His bowl runneth over

Kevin Cowherd

January 25, 1993|By Kevin Cowherd

Football fans everywhere are busy gearing up for the Super Bowl, that annual testimonial to wretched excess which causes even billionaire Arab oil sheiks to shake their heads at the TV and yell: "Abu, quick, you gotta see this!"

First things first: You want to know about the halftime entertainment extravaganza. Fair enough.

Picture this: 2,000 Trappist monks -- onto the floor of the Rose Bowl for a flashcard show entitled "Homelessness: Legitimate Social Problem or Massive Insurance Fraud?"

Shannen Doherty of the hit Fox drama "Beverly Hills 90210" serves as narrator.

This will be followed by an intricate dance routine featuring 500 Disney characters (Mickey, Goofy, Donald Duck, Snow White, etc.) along with the Up With People troupe, the Broadway cast of "Cats" and -- you might want to sit down for this one -- the ENTIRE JOINT CHIEFS OF STAFF!

Then as the music builds to a crescendo, 200 members of the Church of the Holy Rapture, an obscure cult in northern Idaho, will soak themselves with Sunoco 190 and set themselves on fire as everyone links arms and sings (except the Trappist monks, who have taken a vow of silence) "It's a Small World After All."

Hot damn! Don't even think about going to the bathroom or grabbing another beer, is what I'm saying.

Unfortunately, there are some killjoys out there who persist in whining that the Super Bowl halftime show is overlong, overblown and so schmaltzy as to be virtually unwatchable.

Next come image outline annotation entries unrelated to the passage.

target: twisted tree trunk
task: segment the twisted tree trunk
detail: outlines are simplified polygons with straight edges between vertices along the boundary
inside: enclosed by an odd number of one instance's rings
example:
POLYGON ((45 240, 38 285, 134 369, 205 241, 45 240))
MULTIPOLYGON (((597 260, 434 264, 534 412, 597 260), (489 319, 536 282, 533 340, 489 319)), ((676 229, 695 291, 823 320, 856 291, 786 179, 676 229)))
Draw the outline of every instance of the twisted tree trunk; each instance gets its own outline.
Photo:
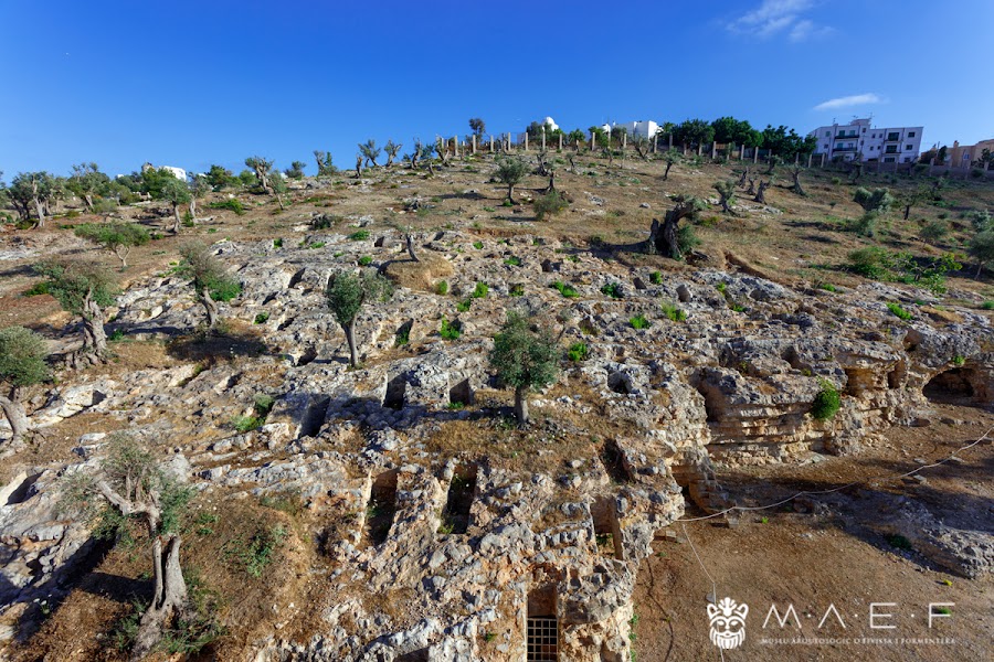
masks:
POLYGON ((10 394, 7 397, 0 395, 0 409, 3 409, 3 415, 7 417, 10 429, 13 433, 10 442, 17 444, 31 429, 31 425, 28 423, 28 413, 24 410, 24 404, 21 402, 20 386, 11 386, 10 394))

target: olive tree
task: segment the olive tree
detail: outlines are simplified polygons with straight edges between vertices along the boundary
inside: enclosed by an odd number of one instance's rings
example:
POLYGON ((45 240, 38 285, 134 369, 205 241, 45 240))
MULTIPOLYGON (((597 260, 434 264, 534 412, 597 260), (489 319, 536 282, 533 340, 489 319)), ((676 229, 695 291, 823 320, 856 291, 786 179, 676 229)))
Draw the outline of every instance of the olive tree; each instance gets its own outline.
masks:
POLYGON ((356 349, 356 318, 362 306, 371 301, 385 301, 393 295, 390 281, 372 270, 363 270, 361 275, 341 271, 328 282, 325 296, 328 308, 335 320, 345 331, 349 344, 349 365, 359 362, 356 349))
POLYGON ((180 206, 190 204, 190 201, 193 199, 190 193, 190 186, 187 185, 187 182, 169 175, 162 179, 161 183, 152 192, 152 197, 172 205, 172 227, 170 231, 172 234, 179 233, 180 222, 182 221, 179 212, 180 206))
POLYGON ((516 311, 507 314, 507 321, 494 337, 490 366, 497 372, 501 384, 515 389, 515 417, 519 426, 529 423, 528 392, 556 381, 559 354, 559 345, 551 331, 532 327, 516 311))
POLYGON ((44 227, 45 209, 49 200, 56 194, 55 178, 47 172, 21 172, 10 182, 7 192, 23 218, 34 213, 38 218, 35 227, 44 227))
POLYGON ((24 410, 24 388, 49 378, 45 364, 45 341, 34 331, 10 327, 0 331, 0 383, 9 388, 0 394, 0 409, 10 424, 11 444, 17 444, 30 430, 24 410))
POLYGON ((713 189, 718 191, 721 211, 734 216, 736 212, 731 209, 731 204, 736 201, 736 182, 732 180, 715 182, 713 189))
MULTIPOLYGON (((677 195, 673 199, 676 203, 672 210, 666 212, 666 216, 660 224, 659 221, 653 218, 649 227, 648 252, 659 253, 673 259, 683 259, 687 239, 681 241, 680 221, 684 218, 692 220, 698 212, 706 207, 705 202, 698 197, 687 197, 677 195)), ((689 227, 689 226, 687 226, 689 227)))
POLYGON ((109 250, 120 260, 120 268, 128 266, 128 254, 135 246, 148 244, 148 231, 137 223, 84 223, 74 231, 76 236, 109 250))
POLYGON ((505 157, 497 161, 497 179, 507 184, 507 201, 515 204, 515 186, 528 174, 528 163, 515 157, 505 157))
POLYGON ((242 291, 241 284, 233 278, 218 256, 201 242, 191 242, 180 247, 182 261, 177 274, 189 278, 197 300, 208 316, 208 330, 218 325, 218 301, 231 301, 242 291))
POLYGON ((245 159, 245 168, 252 169, 252 172, 255 174, 255 181, 263 190, 263 193, 266 193, 268 195, 273 192, 269 188, 269 177, 272 174, 271 171, 273 170, 273 161, 260 156, 248 157, 247 159, 245 159))
POLYGON ((377 159, 380 158, 380 148, 377 147, 377 141, 370 138, 366 142, 359 143, 359 153, 362 154, 362 158, 366 159, 367 168, 376 168, 377 159))
POLYGON ((180 564, 180 521, 194 491, 123 433, 110 437, 107 455, 95 471, 77 470, 63 480, 62 510, 108 535, 119 531, 123 519, 133 520, 151 541, 152 596, 131 649, 131 660, 142 660, 159 643, 163 628, 194 611, 180 564))
POLYGON ((117 285, 110 273, 97 263, 82 260, 53 260, 34 269, 49 279, 49 293, 62 309, 83 322, 83 346, 70 355, 70 365, 78 369, 103 363, 107 356, 104 309, 113 306, 117 297, 117 285))

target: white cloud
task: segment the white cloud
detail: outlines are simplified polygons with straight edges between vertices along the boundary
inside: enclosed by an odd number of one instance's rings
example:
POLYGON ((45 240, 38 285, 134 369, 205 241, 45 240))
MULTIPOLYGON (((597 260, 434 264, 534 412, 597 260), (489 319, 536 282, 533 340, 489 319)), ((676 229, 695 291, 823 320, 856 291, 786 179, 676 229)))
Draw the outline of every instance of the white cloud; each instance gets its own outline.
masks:
POLYGON ((786 32, 794 42, 823 36, 832 32, 826 25, 817 25, 802 14, 814 7, 815 0, 763 0, 762 4, 728 23, 726 28, 737 34, 768 39, 786 32))
POLYGON ((847 97, 836 97, 828 99, 814 107, 815 110, 835 110, 836 108, 848 108, 849 106, 867 106, 869 104, 882 104, 884 97, 878 94, 868 92, 866 94, 854 94, 847 97))

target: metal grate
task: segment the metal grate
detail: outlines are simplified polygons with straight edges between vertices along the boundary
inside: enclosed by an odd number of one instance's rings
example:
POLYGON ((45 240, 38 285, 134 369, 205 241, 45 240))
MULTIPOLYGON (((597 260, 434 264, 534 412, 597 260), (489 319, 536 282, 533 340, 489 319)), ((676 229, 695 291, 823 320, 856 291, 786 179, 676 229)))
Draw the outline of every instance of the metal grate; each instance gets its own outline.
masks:
POLYGON ((526 662, 559 660, 559 621, 552 616, 528 617, 528 655, 526 662))

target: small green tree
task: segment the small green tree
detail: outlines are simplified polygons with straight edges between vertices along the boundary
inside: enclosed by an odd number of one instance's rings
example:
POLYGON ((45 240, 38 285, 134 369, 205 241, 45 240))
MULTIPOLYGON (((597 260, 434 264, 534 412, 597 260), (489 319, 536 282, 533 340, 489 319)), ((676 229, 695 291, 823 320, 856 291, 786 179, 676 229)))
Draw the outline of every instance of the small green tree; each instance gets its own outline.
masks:
POLYGON ((68 357, 74 369, 103 363, 107 356, 104 309, 114 305, 117 284, 110 273, 97 263, 53 260, 35 265, 34 270, 47 278, 46 287, 62 309, 83 321, 83 346, 68 357))
POLYGON ((177 274, 189 278, 197 300, 208 316, 208 330, 218 325, 218 301, 231 301, 242 291, 239 281, 228 273, 224 264, 201 242, 180 247, 182 261, 177 274))
POLYGON ((45 341, 34 331, 23 327, 10 327, 0 331, 0 383, 7 384, 7 395, 0 395, 0 409, 13 433, 11 444, 17 444, 30 430, 24 410, 24 388, 49 378, 45 364, 45 341))
POLYGON ((367 168, 376 168, 377 159, 380 158, 380 148, 377 147, 377 141, 370 138, 366 142, 359 143, 359 153, 362 154, 362 158, 366 159, 367 168))
POLYGON ((271 195, 273 191, 269 188, 269 177, 272 175, 273 161, 265 157, 254 156, 245 159, 245 167, 252 169, 252 172, 255 174, 255 181, 263 190, 263 193, 271 195))
POLYGON ((187 185, 187 182, 169 174, 156 188, 152 197, 172 205, 172 227, 170 229, 172 234, 179 233, 179 226, 182 221, 179 212, 180 206, 190 204, 190 201, 193 199, 190 194, 190 186, 187 185))
POLYGON ((385 301, 393 295, 390 281, 372 270, 363 270, 361 275, 349 271, 337 274, 329 282, 325 296, 328 308, 336 321, 345 331, 349 343, 349 365, 359 363, 356 350, 356 318, 362 306, 370 301, 385 301))
POLYGON ((163 628, 192 609, 180 565, 180 522, 194 491, 162 470, 156 457, 125 434, 110 437, 98 469, 63 479, 61 506, 105 535, 117 535, 123 520, 139 522, 151 541, 152 596, 139 621, 131 660, 159 643, 163 628))
POLYGON ((283 173, 289 179, 304 179, 304 168, 306 167, 307 163, 304 161, 294 161, 283 173))
POLYGON ((543 388, 559 374, 559 345, 549 329, 532 328, 518 312, 509 312, 500 332, 494 337, 490 366, 505 386, 515 389, 515 417, 527 426, 528 392, 543 388))
POLYGON ((980 278, 981 270, 994 261, 994 228, 973 235, 970 241, 970 255, 976 258, 975 278, 980 278))
POLYGON ((736 212, 731 209, 731 204, 736 201, 736 182, 731 180, 715 182, 713 188, 718 191, 720 197, 718 204, 721 205, 721 211, 734 216, 736 212))
POLYGON ((393 160, 396 158, 396 154, 402 147, 403 143, 394 142, 393 140, 388 140, 387 145, 383 146, 383 149, 387 150, 387 168, 390 168, 393 164, 393 160))
POLYGON ((528 174, 528 163, 515 157, 497 160, 497 179, 507 184, 507 201, 515 204, 515 186, 528 174))
POLYGON ((76 236, 109 250, 120 260, 120 268, 128 266, 128 254, 135 246, 148 244, 148 231, 137 223, 84 223, 75 229, 76 236))
POLYGON ((286 195, 287 185, 286 178, 284 178, 278 172, 269 180, 269 185, 273 188, 273 195, 276 196, 276 202, 279 203, 281 211, 286 211, 286 205, 283 204, 283 196, 286 195))

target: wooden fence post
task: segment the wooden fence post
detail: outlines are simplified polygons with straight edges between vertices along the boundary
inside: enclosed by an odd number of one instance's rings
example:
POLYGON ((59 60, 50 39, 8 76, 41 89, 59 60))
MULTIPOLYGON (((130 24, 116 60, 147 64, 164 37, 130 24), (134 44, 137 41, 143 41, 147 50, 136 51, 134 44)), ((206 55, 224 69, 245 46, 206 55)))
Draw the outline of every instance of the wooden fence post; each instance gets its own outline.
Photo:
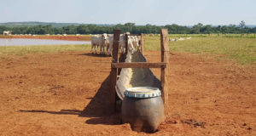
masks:
POLYGON ((144 52, 144 34, 141 33, 141 53, 144 52))
POLYGON ((125 34, 125 56, 128 54, 128 34, 125 34))
POLYGON ((162 87, 162 99, 164 101, 165 112, 167 114, 168 110, 168 82, 166 80, 168 61, 169 61, 169 36, 167 29, 160 30, 161 39, 161 62, 166 63, 166 68, 161 68, 161 87, 162 87))
MULTIPOLYGON (((113 30, 113 63, 119 62, 119 36, 121 33, 121 30, 115 29, 113 30)), ((115 112, 115 105, 116 105, 116 81, 117 81, 117 68, 111 68, 110 73, 110 105, 111 110, 115 112)))

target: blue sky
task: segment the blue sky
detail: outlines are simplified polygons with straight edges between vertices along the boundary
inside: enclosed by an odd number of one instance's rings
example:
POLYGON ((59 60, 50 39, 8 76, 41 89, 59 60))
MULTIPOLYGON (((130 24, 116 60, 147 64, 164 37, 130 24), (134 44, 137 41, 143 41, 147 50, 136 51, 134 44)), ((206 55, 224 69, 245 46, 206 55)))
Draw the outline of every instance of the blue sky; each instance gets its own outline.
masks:
POLYGON ((256 0, 0 0, 0 22, 256 25, 256 0))

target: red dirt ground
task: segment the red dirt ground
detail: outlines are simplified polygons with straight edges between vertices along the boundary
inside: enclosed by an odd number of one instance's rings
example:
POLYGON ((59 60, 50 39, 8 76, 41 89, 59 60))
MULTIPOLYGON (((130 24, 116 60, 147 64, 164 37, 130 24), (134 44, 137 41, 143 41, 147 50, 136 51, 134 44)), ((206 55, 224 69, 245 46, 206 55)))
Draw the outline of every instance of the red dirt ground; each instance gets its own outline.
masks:
POLYGON ((90 36, 0 36, 0 38, 30 38, 30 39, 53 39, 67 41, 90 41, 90 36))
MULTIPOLYGON (((86 51, 0 60, 0 135, 147 135, 109 115, 110 61, 86 51)), ((253 65, 174 53, 167 77, 169 114, 149 135, 256 135, 253 65)))

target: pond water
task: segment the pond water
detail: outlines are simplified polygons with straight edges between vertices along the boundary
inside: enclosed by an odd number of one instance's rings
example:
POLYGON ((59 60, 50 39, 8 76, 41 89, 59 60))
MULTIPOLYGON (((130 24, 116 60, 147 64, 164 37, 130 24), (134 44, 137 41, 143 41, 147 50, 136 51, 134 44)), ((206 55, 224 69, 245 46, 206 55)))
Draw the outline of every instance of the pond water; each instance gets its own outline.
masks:
POLYGON ((49 39, 0 38, 0 46, 90 44, 90 41, 65 41, 49 39))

Oh, like everything else we do in this country is understated? Like the Clinton inauguration was a model of restraint and good taste?

What the hell was that deal they threw for Clinton at the Capital Centre? Barry Manilow, Michael Bolton, Barbra Streisand singing the terminally sappy "Evergreen" . . . can it get any worse than that?

I kept waiting for the Bee Gees to jump on stage and break into "Stayin' Alive" -- at which point I fully intended to jot down a few final thoughts, stick my head in the oven and turn on the gas.

Then there was creepy Michael Jackson, who is looking more and more like a young Lena Horne, prancing about and spewing some nonsense about how Clinton could heal the world.

Then (just as I began warming up the oven again) came the grand finale, featuring Bill Clinton, VP and future showroom mannequin Al Gore and their families on stage rocking out as Fleetwood Mac sang the supremely annoying "Don't Stop (Thinking About Tomorrow)."

Lordy! So let's not hear any more nonsense about the halftime show being excessive.

Besides, the Super Bowl is supposed to be excessive, especially when it comes to bad taste.

Veteran sportswriters still talk about the time quarterback Jim Plunkett, then with the Oakland Raiders, was surrounded by a mob of TV and press people at a pre-Super Bowl interview session.

Most of the questions were typically banal, ranging from the what's-it-gonna-take-to-beat-the-other-team type to the what's-your-favorite-rock-group type.

Plunkett's eyes glazed over. For several minutes, he appeared to have entered a state of hyper-sleep.

Suddenly one of the writers, glancing at his notes, shouted: "Jim, help me out here. Is it your father who's blind and your mother who's deaf, or vice versa?"

Well. This was a new low, even for the media, many of whom are thought to have tiny horns growing out of the tops of their heads.

Plunkett's head snapped around until he found the offending boob who had asked the question.

Then, slowly and carefully, as if talking to a 2-year-old, he explained the disabilities of his parents.

Let's face it, you don't find that kind of sensitivity in every profession. Although it certainly isn't confined to sportswriters.

Don't tell me Larry King wouldn't have growled: "Jim, we're almost outta time. Your mom . . . deaf or blind?"

Don't tell me Sam Donaldson wouldn't demand of one of his "PrimeTime Live" guests: "Tell us again how that giant crane toppled over on your dad and squashed him flatter than a manhole cover . . ."

As for which team will actually win this Sunday, I'm taking the points and betting the Bills.

Therefore, if I were you, I would race to the bank, clean out the savings account and throw it all on the Cowboys.

Because the last time I won a bet, Woodward and Bernstein were popping champagne and Nixon was tearfully waving from a helicopter on the south lawn of the White House.

To tell you how long ago it was, Michael Jackson actually looked human.